Cannabis can stick in your system for months…just because you didn’t wake and bake, doesn’t mean you don’t have to report that you got high weeks before. And smoking versus ingesting tinctures, or eating edibles matters too. Similar to cigarettes, if you’re inhaling your cannabis products, your anesthesiologist will need to additionally prep for potential airway issues. Even the strain type, or THC and CBD ratios can affect the balance of meds given prior to an operation.
“It is of importance here to consider the type of cannabis product being consumed, as a CBD-dominant cannabis product tends to elicit a different spectrum of effects than a THC-dominant product. Indeed, many patients may experience beneficial effects and a decreased drug requirement (e.g., benzodiazepines.) Where there is a Hippocratic relationship between the anesthesiologist and the patient, it is surely preferable to discuss cannabis use prior to surgery,” said Dr. Karyemaître Aliffe.

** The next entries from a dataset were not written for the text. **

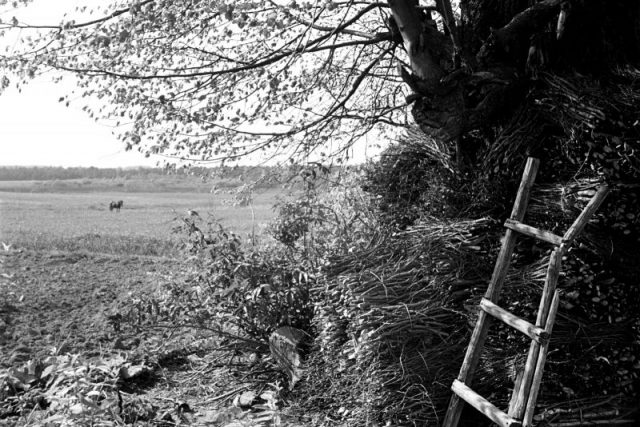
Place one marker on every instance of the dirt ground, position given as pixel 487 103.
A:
pixel 60 302
pixel 53 303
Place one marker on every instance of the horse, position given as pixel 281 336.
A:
pixel 116 205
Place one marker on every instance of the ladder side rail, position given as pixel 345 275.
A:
pixel 542 358
pixel 487 408
pixel 586 214
pixel 516 409
pixel 479 335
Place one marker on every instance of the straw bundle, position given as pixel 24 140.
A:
pixel 392 323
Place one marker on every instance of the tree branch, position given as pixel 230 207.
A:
pixel 412 27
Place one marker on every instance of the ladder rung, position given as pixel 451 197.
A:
pixel 528 230
pixel 483 405
pixel 532 331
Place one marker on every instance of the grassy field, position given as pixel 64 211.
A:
pixel 34 218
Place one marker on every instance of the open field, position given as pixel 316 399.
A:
pixel 69 268
pixel 82 220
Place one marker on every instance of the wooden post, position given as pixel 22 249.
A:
pixel 542 358
pixel 479 334
pixel 483 405
pixel 517 408
pixel 534 332
pixel 584 217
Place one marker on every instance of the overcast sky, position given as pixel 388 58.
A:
pixel 37 130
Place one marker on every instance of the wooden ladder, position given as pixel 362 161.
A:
pixel 526 390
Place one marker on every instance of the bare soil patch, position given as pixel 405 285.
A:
pixel 57 303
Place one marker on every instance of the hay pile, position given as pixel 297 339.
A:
pixel 393 326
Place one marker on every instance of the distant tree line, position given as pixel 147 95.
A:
pixel 47 173
pixel 44 173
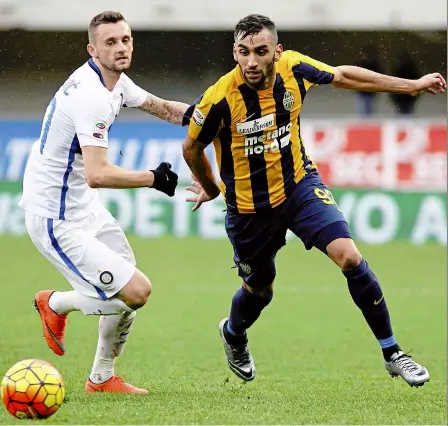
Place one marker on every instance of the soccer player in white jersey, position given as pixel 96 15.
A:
pixel 64 216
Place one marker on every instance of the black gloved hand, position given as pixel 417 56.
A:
pixel 165 180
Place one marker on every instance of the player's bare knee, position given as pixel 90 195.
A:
pixel 137 291
pixel 344 253
pixel 263 292
pixel 350 258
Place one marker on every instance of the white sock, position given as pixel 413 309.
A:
pixel 113 334
pixel 63 302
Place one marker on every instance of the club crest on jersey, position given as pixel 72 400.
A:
pixel 99 130
pixel 256 125
pixel 288 101
pixel 106 277
pixel 198 117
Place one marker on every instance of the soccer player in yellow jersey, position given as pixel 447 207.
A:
pixel 270 185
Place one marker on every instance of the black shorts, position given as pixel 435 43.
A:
pixel 310 212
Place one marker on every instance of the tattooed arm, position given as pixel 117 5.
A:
pixel 170 111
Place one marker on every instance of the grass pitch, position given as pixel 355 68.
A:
pixel 317 361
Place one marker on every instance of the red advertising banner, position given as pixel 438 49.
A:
pixel 396 154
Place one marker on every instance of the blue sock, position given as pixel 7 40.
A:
pixel 368 296
pixel 246 308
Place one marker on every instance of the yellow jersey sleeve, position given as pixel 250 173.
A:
pixel 204 117
pixel 315 72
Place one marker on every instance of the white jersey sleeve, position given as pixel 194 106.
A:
pixel 92 121
pixel 134 96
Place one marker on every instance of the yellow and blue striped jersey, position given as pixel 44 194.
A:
pixel 256 134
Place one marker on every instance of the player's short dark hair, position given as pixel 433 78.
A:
pixel 252 25
pixel 107 17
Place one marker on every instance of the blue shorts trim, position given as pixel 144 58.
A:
pixel 66 260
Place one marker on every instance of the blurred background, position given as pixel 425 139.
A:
pixel 384 156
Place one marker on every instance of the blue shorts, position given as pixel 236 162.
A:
pixel 310 212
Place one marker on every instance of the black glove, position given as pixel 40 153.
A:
pixel 164 179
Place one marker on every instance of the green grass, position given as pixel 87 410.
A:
pixel 317 361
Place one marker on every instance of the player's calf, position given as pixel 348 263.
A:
pixel 137 291
pixel 53 323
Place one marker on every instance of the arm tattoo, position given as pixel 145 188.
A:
pixel 170 111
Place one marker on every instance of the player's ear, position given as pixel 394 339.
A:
pixel 234 52
pixel 91 50
pixel 278 52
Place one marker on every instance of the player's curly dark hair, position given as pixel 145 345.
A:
pixel 107 17
pixel 252 25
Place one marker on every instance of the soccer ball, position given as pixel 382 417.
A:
pixel 32 389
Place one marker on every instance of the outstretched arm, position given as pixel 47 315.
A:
pixel 170 111
pixel 357 78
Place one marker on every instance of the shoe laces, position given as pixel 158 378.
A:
pixel 241 354
pixel 58 326
pixel 405 362
pixel 117 379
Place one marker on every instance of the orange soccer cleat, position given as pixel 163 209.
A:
pixel 114 384
pixel 53 323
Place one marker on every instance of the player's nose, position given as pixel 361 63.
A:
pixel 252 62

In a recent study, conducted by Dr. Mark Twardowski, an internal medicine specialist in Colorado, it was found that regular cannabis users required 2x+ the amount of normal anesthesia. In this case, the medicines typically used prior to surgery were increased by the following percentages –
- 14 percent more fentanyl
- 19.6 percent more midazolam
- 220.5 percent more propofol
Effects Of Cannabis Use On Sedation Requirements For Endoscopic Procedures. Twardowski Et Al. 2019. The Journal Of The American Osteopathic Association
While this one study goes to prove the importance of disclosing marijuana use, it may only be the beginning. The more research conducted on the once outlawed plant, the more we’ll discover about its’ influence on prescribed medication’s efficacy.
Play it safe
If cannabis isn’t legalized in your state, don’t fret over being snitched on. Doctors won’t report your use to authorities. They’ll only use the information to customize your dose as necessary. Any illegal use is covered by your doctor-patient confidentiality rights.
Even more, the medical field is making adjustments internally, for the growth of marijuana users across the nation. Like, recently the American Association of Nurse Anesthetists updated its guidelines to cover potential risks for marijuana users, and the necessities of addressing use with patients.
All in all, the research is still compiling on how cannabis affects medications, including anesthetics. While some experts recommend not smoking for a month prior to surgery, others recommend abstaining for 12 hours prior to going under. Either way, as long as you truthfully disclose your use – you’ll be playing it safe.